Friday, October 29, 2010

Colleges get paid when students open credit card accounts

NEW YORK—Colleges, alumni associations and related groups were paid $83.5 million last year under agreements with credit card companies.

There were 1,004 such agreements in 2009, according to a Federal Reserve report released Monday.

The agreements vary, but may have been to issue cards bearing a school's name or to allow issuers to market to the school's students.

Under the agreements, schools and affiliated groups were generally paid for each account opened.

Of the agreements reported, about 40 percent were with colleges and 33 percent were with alumni associations. The rest were with foundations and other organizations affiliated with universities.

The agreements resulted in the opening of about 53,200 accounts last year. In total, the issuers reported having about 2 million accounts open under such agreements.

The report does not specify how many accounts were opened by students; some or all may have been opened by alumni or faculty, the Fed notes. The report also does not include credit card accounts opened by students independent of the agreements.

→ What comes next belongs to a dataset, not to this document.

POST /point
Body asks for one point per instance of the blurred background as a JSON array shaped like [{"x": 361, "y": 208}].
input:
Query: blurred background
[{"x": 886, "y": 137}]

The three agreements that resulted in the largest number of credit card account openings were with:

--The Penn State Alumni Association at 1,600 account openings. The association was paid $2.8 million by the card issuer FIA Card Services, a unit of Bank of America Corp.

--The Harvard Alumni Association at about 1,300 account openings; the group was paid $1 million by Barclays Bank.

--The Alumni Association of the University of Michigan at about 900 account openings; the group was paid $1.5 million by FIA Card Services.